Bei der Therapie von Hautproblemen muss immer beachtet werden, dass die kindliche Haut viel empfänglicher für die Wirkstoffe ist. Lokale Therapeutika müssen deshalb in Absprache mit dem Arzt aufmerksamer eingesetzt werden. Vor allem Behandlungen mit Kortison müssen auf die kindliche Haut dosiert sein.

Bei Babys und Kleinkindern sollte die Therapie primär darauf ausgerichtet sein die lokalen Hautsymptome einzudämmen. Sanfte Behandlungsoptionen, zum Beispiel mit homöopathischen Arzneimitteln für Kinder, werden häufig flankierend zur Unterstützung der Selbstheilungskräfte eingesetzt. Natürliche Wirkstoffe sind für die sensible Haut der Kleinkinder oft besser als Cremes mit kortisonhaltigen Wirkstoffen.

Mit einem Homöopathen kann man eine homöopathische Konstitutionsbehandlung besprechen, die auf bestehende Gesundheitsstörungen des Kindes seit der Geburt einwirkt. Die Sanierung des Darms, zum Beispiel bei einer Candida-Besiedelung (Hefepilz), spielt bei einer homöopathischen Konstitutionsbehandlung eine diagnostische Rolle. Mit dem Arzt kann man ein ganzheitliches Therapiekonzept mit schul- und alternativmedizinischen Arzneimitteln besprechen. Homöopathische Arzneimittel sind gerade bei kindlichen Therapien in Deutschland sehr populär.

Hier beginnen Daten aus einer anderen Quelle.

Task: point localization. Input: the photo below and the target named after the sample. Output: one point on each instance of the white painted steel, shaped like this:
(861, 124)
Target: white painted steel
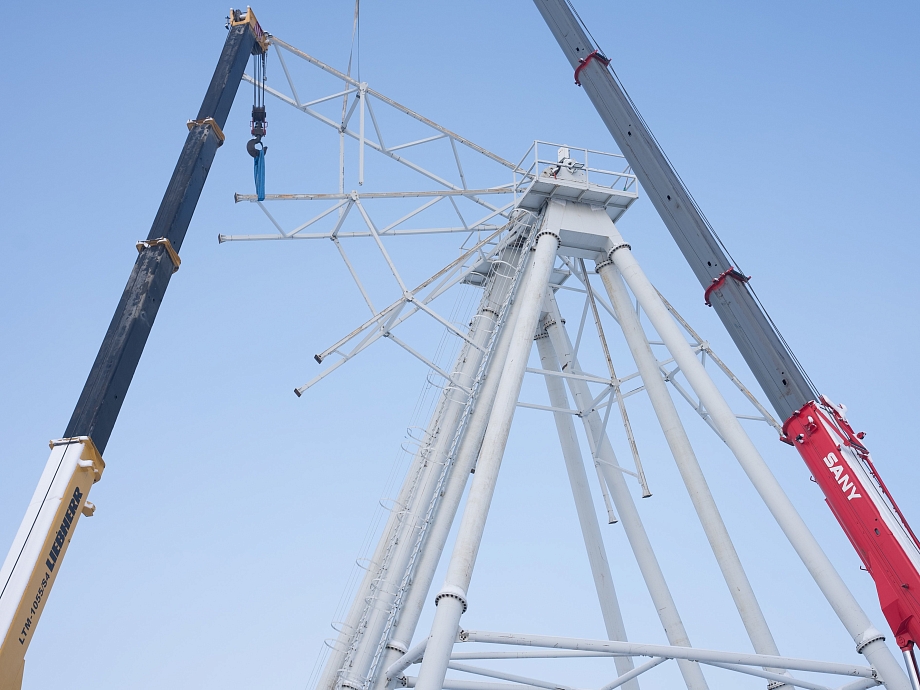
(867, 638)
(690, 471)
(466, 456)
(514, 678)
(777, 680)
(910, 661)
(453, 684)
(432, 485)
(669, 651)
(635, 673)
(622, 498)
(452, 598)
(37, 553)
(584, 505)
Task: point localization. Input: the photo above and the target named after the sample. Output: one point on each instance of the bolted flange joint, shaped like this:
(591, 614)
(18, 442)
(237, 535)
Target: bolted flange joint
(622, 245)
(452, 592)
(868, 637)
(545, 232)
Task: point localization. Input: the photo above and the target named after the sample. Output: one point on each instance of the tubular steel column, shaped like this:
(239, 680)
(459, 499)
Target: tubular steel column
(584, 505)
(466, 456)
(688, 465)
(869, 641)
(371, 651)
(357, 644)
(451, 601)
(623, 500)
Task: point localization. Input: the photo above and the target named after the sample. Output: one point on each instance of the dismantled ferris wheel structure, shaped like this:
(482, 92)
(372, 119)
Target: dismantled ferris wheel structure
(551, 231)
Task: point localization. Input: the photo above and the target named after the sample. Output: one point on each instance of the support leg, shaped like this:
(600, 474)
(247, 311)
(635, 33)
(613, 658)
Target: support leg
(451, 601)
(623, 500)
(376, 627)
(584, 505)
(466, 455)
(690, 471)
(869, 641)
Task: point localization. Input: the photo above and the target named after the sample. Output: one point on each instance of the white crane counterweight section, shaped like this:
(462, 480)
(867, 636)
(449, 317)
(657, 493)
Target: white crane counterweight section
(44, 535)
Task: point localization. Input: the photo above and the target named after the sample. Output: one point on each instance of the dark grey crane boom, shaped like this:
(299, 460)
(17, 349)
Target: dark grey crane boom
(762, 347)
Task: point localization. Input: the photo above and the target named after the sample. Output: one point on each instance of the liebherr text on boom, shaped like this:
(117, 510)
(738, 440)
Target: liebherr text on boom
(34, 560)
(817, 428)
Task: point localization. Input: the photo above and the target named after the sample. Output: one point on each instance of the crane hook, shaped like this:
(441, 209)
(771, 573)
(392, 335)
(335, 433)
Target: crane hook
(252, 144)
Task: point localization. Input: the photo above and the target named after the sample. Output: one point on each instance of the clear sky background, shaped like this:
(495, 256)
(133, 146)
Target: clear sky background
(231, 512)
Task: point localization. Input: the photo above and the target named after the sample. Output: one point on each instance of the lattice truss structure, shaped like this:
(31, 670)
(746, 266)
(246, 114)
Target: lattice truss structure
(530, 233)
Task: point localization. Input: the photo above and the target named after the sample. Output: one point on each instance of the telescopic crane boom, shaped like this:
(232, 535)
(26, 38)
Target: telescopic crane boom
(34, 560)
(817, 428)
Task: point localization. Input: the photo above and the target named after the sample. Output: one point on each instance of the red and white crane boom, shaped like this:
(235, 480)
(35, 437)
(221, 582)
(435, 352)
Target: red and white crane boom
(817, 428)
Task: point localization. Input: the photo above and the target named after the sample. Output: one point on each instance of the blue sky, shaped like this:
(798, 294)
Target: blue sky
(231, 512)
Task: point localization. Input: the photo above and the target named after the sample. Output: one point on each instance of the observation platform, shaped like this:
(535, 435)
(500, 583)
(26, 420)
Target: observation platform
(567, 173)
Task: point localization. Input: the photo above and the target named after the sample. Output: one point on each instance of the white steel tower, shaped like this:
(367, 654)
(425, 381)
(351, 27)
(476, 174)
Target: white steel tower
(552, 232)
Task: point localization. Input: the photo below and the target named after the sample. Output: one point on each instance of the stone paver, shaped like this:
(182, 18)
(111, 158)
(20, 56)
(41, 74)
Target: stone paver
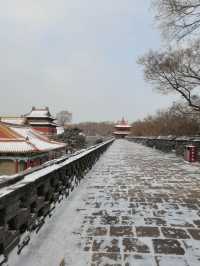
(144, 207)
(136, 207)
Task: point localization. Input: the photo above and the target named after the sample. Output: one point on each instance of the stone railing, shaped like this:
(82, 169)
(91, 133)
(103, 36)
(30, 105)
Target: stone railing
(28, 198)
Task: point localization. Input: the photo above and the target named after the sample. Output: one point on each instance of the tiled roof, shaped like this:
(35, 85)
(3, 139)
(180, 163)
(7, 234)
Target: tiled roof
(39, 113)
(13, 120)
(18, 139)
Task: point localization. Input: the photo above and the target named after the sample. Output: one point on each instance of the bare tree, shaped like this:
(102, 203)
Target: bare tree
(178, 18)
(175, 71)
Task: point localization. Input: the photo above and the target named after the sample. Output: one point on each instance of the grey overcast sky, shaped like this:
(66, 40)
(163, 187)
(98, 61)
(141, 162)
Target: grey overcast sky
(78, 55)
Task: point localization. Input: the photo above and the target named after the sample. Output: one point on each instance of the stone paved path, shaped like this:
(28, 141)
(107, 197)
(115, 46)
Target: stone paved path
(136, 207)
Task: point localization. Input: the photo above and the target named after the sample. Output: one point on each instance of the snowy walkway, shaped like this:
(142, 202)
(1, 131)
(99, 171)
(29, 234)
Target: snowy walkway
(136, 207)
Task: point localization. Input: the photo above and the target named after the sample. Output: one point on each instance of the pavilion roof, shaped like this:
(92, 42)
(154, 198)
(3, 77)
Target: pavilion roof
(39, 113)
(23, 139)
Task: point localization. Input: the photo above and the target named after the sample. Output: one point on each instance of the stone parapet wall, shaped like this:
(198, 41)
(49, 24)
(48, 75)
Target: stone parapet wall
(26, 202)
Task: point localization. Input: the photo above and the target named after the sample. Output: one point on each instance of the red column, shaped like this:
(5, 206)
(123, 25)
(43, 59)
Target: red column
(16, 166)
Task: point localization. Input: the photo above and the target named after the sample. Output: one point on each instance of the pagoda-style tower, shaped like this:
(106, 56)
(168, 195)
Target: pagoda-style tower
(42, 120)
(122, 129)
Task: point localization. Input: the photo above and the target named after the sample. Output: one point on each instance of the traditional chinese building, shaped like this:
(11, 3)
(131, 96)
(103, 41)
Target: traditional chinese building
(42, 120)
(22, 147)
(122, 129)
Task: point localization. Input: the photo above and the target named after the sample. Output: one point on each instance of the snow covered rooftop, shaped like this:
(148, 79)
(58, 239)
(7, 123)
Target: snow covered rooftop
(21, 139)
(39, 113)
(13, 120)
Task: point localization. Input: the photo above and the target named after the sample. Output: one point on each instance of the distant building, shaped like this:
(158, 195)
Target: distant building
(13, 120)
(122, 129)
(22, 147)
(42, 120)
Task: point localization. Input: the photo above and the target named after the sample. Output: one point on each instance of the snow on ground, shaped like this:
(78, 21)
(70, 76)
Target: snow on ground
(137, 206)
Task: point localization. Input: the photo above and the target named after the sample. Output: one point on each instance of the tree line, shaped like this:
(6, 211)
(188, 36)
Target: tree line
(176, 69)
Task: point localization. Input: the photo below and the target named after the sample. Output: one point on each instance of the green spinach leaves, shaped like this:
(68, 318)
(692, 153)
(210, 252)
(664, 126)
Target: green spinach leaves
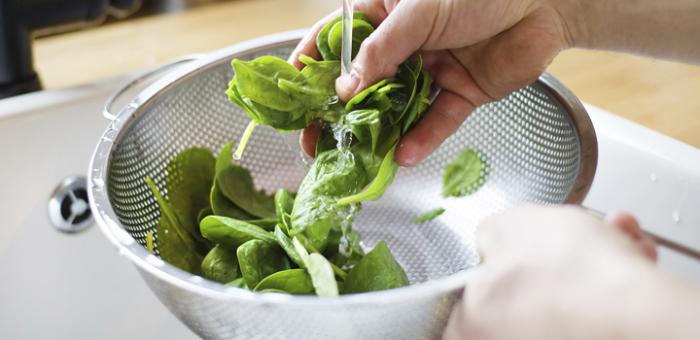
(464, 175)
(217, 224)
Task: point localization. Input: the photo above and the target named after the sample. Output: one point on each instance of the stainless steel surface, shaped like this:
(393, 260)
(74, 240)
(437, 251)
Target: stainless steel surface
(538, 143)
(57, 285)
(68, 208)
(139, 83)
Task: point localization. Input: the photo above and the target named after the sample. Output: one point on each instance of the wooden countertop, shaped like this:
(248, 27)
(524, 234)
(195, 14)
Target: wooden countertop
(664, 96)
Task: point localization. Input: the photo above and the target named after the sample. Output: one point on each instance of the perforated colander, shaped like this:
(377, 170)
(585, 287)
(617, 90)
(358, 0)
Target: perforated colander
(538, 142)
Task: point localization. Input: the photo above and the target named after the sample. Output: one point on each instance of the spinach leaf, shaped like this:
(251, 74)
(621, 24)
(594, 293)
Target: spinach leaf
(428, 216)
(149, 241)
(292, 281)
(322, 275)
(238, 282)
(258, 259)
(315, 211)
(175, 245)
(464, 175)
(286, 243)
(204, 213)
(284, 202)
(189, 179)
(258, 80)
(266, 223)
(319, 269)
(220, 265)
(233, 233)
(378, 270)
(344, 251)
(385, 175)
(237, 185)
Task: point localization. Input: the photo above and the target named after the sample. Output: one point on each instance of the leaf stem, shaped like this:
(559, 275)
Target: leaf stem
(244, 140)
(338, 272)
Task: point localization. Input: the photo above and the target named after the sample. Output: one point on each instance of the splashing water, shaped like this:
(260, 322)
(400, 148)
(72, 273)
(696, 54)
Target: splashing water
(345, 228)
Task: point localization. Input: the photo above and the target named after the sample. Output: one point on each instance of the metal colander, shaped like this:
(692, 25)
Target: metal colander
(538, 143)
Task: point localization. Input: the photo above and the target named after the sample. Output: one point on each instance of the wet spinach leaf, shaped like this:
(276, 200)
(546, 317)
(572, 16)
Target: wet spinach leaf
(378, 270)
(233, 233)
(284, 202)
(190, 175)
(236, 183)
(286, 243)
(175, 245)
(257, 259)
(292, 281)
(319, 269)
(220, 265)
(315, 210)
(464, 175)
(238, 282)
(428, 216)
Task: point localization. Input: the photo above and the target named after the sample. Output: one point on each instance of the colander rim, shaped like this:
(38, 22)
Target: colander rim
(148, 263)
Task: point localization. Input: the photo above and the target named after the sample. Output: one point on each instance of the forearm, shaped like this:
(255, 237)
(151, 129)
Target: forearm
(667, 29)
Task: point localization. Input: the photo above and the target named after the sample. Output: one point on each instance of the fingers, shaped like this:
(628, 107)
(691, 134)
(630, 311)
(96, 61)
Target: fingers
(308, 139)
(629, 225)
(307, 45)
(400, 35)
(514, 58)
(443, 118)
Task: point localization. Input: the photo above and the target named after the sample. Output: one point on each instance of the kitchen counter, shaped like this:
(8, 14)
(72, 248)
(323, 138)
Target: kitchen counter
(658, 94)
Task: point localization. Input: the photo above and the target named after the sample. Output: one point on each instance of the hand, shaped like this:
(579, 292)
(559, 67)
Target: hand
(477, 51)
(560, 273)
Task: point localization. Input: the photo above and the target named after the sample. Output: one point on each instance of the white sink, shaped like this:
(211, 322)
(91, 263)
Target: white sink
(75, 286)
(55, 285)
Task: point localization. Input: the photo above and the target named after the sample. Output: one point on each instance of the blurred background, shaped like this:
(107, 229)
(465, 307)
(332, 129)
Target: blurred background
(150, 32)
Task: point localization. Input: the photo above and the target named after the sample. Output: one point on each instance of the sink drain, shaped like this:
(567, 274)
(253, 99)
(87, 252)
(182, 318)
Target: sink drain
(69, 210)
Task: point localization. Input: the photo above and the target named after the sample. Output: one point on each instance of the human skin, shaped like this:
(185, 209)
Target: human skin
(481, 50)
(560, 273)
(547, 273)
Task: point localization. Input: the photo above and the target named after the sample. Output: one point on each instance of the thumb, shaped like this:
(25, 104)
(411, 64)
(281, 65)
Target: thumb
(403, 32)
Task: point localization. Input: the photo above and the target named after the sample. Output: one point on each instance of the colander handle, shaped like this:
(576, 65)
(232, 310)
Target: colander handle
(141, 82)
(660, 240)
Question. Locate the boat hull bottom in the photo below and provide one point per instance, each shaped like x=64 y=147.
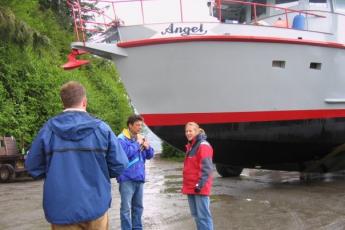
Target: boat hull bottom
x=302 y=145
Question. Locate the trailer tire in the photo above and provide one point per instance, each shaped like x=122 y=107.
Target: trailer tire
x=6 y=172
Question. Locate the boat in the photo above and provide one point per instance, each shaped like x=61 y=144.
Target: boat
x=264 y=78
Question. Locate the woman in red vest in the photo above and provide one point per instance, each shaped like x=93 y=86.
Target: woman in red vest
x=197 y=175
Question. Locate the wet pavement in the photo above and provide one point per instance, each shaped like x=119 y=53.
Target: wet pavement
x=258 y=199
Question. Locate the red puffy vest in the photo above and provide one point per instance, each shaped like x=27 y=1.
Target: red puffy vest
x=192 y=169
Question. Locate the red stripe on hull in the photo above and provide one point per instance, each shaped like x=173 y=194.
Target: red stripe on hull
x=228 y=38
x=235 y=117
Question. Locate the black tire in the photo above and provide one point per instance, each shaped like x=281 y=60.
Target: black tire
x=228 y=171
x=6 y=173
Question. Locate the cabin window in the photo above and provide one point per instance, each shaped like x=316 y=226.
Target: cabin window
x=278 y=63
x=317 y=1
x=285 y=1
x=339 y=6
x=315 y=65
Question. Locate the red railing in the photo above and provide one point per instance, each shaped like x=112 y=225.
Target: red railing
x=81 y=13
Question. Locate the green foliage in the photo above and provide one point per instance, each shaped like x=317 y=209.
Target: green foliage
x=33 y=46
x=169 y=151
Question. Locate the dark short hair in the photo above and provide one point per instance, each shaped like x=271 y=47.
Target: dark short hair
x=133 y=118
x=72 y=94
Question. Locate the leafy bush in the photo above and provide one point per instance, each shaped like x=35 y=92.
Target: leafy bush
x=33 y=46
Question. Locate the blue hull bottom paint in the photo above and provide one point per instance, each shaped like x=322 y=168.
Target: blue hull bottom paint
x=299 y=145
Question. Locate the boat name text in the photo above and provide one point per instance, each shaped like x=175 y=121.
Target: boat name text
x=184 y=31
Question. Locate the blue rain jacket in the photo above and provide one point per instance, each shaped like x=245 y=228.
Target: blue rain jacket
x=135 y=170
x=77 y=155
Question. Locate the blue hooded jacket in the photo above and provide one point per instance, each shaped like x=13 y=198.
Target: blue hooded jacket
x=137 y=156
x=77 y=155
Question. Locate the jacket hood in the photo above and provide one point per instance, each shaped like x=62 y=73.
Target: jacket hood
x=73 y=125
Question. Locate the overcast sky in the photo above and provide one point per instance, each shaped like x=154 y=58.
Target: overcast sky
x=162 y=11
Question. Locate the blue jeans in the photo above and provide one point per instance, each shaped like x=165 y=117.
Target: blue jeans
x=200 y=210
x=131 y=205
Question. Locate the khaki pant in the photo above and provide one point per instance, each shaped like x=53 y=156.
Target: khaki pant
x=98 y=224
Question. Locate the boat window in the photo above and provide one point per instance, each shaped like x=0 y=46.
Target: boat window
x=278 y=63
x=287 y=3
x=315 y=65
x=339 y=6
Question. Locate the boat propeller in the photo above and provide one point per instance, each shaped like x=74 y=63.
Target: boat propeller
x=73 y=62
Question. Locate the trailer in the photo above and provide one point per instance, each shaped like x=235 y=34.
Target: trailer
x=11 y=161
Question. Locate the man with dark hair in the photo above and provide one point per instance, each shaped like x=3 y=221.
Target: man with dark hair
x=77 y=154
x=131 y=181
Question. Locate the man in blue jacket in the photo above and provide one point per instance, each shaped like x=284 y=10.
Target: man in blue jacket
x=77 y=154
x=131 y=181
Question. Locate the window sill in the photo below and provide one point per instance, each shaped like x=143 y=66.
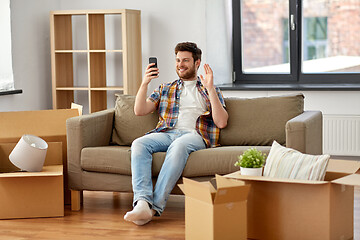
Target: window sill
x=10 y=92
x=289 y=87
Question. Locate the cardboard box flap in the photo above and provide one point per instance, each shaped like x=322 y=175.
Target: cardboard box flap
x=351 y=180
x=54 y=170
x=237 y=175
x=343 y=166
x=197 y=190
x=232 y=194
x=43 y=123
x=226 y=182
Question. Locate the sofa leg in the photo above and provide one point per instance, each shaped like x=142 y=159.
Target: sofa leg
x=75 y=200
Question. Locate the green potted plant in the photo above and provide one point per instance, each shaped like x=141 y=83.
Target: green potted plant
x=251 y=162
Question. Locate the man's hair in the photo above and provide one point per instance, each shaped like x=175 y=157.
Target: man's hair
x=189 y=47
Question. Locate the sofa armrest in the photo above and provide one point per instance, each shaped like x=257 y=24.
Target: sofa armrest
x=304 y=132
x=86 y=131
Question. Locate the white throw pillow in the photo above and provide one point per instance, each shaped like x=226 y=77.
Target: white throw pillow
x=285 y=162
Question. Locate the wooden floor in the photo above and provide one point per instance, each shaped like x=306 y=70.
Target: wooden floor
x=102 y=218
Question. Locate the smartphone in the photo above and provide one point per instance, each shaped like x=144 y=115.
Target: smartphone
x=153 y=60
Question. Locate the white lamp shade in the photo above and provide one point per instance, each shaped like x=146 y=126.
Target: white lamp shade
x=29 y=153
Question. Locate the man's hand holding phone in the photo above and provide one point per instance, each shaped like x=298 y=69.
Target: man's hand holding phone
x=151 y=71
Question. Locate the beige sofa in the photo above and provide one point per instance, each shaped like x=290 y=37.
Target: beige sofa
x=99 y=143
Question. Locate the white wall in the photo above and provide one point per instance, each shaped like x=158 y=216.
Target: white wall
x=164 y=23
x=329 y=102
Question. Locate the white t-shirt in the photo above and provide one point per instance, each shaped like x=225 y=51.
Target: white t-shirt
x=192 y=105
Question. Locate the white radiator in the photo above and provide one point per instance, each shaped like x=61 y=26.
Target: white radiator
x=341 y=135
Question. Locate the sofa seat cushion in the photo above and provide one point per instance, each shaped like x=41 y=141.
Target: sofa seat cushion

Praktische Tipps zum Schutz der Haut

  • Die kindliche Hautpflege sollte in einer entspannten Atmosphäre stattfinden und eine Wohltat für das Kind sein.
  • Mit einem spielerischem Umgang kann man die Körperpflege ritualisieren und mit liebevoller Zuwendung versehen.
  • Pflegesalben sind meistens zu fett, wenn sie nicht in einer Stunde merklich einziehen. Ist die Hautcreme nicht fett genug, zeigt sich nach einer halben Stunde oft kein samtiges Hautgefühl.
  • Konservierungsfreie Pflegeprodukte sollte man im Kühlschrank aufbewahren. Kühle Cremes lindern zusätzlich den Juckreiz.
  • Saugfähige und unparfümierte Wegwerfwindeln sind die erste Wahl. Man sollte möglichst oft die Windeln wechseln.
  • Therapien bei akuten und entzündlichen Hautproblemen sollte man mit einem dermatologisch sachkundigen Kinderarzt oder einem Dermatologen besprechen.
  • Natürliche und milde Arzneimittel wirken bei leichten Hauterkrankungen häufig ausreichend. Schwere akute Hautveränderungen sollten sofort ärztlich behandelt werden, auch um Komplikationen zu vermeiden.